The Reserve Bank's tight monetary policy is expected to moderate India's economic growth rate to 8.1-8.6 per cent in 2008, against 8.5-9 per cent in 2007, Global rating agency Standard and Poor's said on Wednesday.
However, India is relatively immune to US sub-prime crisis-triggered credit woes with domestic growth driving demand, the rating agency said in its 2008 outlook for Asia-Pacific financial market.
But domestic drivers may be face inference due to high global oil prices as India continues to see a rapid growth in energy consumption, and this may impact the ability of the Indian economy to grow under its own steam, the report said.
S&P has kept a neutral outlook on the Indian equity markets, saying additional foreign inflows may be muted due to the recent moves by the market regulator SEBI to limit foreign fund inflows via off-shore derivatives.
Politics is likely to continue to weigh heavily on the credit rating of sovereigns in the Indian sub-continent, S&P said, adding India's outlook is stable with fiscal consolidation commitments across all government levels, and state finances having shown vast improvements.
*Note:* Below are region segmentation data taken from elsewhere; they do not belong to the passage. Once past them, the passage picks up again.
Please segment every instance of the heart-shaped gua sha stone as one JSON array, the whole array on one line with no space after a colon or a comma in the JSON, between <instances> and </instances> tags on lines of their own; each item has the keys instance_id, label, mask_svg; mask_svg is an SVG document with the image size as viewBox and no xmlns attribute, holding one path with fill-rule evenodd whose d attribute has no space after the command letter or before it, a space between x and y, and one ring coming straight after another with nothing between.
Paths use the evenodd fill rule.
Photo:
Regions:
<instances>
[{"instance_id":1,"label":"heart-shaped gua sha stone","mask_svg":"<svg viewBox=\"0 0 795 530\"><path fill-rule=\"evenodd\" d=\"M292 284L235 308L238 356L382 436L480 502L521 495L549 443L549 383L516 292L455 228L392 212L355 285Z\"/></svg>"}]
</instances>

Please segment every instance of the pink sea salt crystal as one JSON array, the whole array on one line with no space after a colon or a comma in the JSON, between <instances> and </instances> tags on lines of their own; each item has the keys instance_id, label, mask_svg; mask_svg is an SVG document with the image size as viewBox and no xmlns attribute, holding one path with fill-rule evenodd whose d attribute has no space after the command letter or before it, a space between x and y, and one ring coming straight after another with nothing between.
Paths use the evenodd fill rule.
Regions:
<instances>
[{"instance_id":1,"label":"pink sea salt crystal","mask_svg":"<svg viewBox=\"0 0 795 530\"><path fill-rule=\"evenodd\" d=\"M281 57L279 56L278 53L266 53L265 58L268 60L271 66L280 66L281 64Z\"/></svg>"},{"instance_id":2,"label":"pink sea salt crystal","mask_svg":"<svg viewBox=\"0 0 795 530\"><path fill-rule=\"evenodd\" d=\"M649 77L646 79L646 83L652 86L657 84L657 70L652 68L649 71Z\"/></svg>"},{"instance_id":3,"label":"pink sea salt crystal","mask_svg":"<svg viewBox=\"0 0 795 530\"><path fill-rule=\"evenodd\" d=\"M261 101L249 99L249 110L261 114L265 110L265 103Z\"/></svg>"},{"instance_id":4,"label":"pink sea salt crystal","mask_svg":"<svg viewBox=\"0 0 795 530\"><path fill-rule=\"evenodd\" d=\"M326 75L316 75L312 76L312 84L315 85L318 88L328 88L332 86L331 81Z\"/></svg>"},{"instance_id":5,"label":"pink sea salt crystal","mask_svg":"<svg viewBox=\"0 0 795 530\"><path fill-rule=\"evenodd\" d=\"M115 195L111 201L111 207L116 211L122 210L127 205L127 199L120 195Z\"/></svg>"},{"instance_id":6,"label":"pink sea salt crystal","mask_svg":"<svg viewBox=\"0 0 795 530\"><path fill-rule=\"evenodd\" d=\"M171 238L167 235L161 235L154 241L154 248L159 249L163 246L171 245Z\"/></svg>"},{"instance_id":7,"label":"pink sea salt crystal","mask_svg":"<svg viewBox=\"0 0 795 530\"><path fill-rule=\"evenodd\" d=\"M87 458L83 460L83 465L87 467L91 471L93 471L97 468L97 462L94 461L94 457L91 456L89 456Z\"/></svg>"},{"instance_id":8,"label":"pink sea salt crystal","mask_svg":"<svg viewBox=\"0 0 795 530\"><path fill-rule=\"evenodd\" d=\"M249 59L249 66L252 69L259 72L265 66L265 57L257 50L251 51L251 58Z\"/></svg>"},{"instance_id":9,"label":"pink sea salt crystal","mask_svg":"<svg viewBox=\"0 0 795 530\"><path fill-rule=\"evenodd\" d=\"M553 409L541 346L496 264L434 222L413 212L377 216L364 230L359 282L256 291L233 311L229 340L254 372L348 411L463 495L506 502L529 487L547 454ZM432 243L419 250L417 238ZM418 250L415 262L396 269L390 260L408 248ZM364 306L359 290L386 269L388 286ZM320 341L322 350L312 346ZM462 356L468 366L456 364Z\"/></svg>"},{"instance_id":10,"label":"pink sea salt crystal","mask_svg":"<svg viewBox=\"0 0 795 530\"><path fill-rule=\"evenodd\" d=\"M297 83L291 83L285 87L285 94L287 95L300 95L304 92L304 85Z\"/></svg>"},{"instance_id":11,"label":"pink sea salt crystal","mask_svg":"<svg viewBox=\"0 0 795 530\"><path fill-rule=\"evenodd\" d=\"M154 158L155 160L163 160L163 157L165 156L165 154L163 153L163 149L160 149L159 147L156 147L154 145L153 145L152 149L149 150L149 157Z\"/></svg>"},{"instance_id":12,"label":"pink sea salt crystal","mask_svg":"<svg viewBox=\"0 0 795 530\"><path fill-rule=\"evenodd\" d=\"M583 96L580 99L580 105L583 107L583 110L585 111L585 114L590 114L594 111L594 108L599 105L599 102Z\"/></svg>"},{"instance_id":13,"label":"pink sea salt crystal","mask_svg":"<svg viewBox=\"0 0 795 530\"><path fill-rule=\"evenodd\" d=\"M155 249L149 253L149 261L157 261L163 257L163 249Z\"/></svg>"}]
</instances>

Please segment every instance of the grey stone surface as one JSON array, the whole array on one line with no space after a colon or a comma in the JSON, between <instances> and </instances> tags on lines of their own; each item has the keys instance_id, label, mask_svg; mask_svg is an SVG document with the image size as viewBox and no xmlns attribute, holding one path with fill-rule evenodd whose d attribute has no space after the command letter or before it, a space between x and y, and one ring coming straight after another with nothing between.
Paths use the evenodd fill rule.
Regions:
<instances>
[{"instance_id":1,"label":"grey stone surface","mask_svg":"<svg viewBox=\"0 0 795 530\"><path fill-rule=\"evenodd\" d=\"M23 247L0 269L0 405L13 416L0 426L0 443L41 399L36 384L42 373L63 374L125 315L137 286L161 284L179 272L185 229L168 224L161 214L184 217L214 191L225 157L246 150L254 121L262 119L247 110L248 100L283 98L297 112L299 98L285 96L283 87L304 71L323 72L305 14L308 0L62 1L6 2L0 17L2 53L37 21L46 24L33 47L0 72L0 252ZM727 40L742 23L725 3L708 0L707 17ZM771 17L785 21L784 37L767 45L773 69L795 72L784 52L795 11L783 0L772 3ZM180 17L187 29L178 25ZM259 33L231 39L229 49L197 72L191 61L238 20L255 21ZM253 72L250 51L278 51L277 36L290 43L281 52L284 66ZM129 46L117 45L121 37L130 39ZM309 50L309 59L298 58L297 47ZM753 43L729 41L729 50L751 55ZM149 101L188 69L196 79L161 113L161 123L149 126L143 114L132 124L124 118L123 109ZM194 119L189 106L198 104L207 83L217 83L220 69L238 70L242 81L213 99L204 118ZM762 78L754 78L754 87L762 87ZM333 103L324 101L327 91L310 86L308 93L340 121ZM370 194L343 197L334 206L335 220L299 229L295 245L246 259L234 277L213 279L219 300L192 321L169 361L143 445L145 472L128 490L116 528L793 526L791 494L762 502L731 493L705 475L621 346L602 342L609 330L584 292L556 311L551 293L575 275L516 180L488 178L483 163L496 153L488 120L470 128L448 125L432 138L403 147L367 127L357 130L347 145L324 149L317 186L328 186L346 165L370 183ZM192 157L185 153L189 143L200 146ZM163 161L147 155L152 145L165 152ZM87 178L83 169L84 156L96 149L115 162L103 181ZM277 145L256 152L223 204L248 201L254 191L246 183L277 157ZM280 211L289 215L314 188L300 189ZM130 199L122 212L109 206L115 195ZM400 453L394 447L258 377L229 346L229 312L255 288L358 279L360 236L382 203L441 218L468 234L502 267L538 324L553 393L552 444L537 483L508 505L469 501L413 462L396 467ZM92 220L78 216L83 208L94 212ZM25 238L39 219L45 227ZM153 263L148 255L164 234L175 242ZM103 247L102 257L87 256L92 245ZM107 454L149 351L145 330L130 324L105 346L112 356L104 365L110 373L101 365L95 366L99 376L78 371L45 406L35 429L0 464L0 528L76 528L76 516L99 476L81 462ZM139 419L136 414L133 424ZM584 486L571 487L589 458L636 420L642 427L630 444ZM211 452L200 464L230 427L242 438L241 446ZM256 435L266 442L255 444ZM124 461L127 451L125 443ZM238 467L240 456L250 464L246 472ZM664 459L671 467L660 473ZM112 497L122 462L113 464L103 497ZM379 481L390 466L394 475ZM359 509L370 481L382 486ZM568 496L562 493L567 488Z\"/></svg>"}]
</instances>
The global rating agency said projected moderation in growth reflects soft landing, taking the Indian economy closer to its current trend growth rate estimated at 8.5 per cent.
"Overall, while global developments have made the environment more risky, the strength of domestic demand is expected to keep the Indian economy on a relatively high growth trajectory," S&P's Asia-Pacific Chief Economist Subir Gokarn said.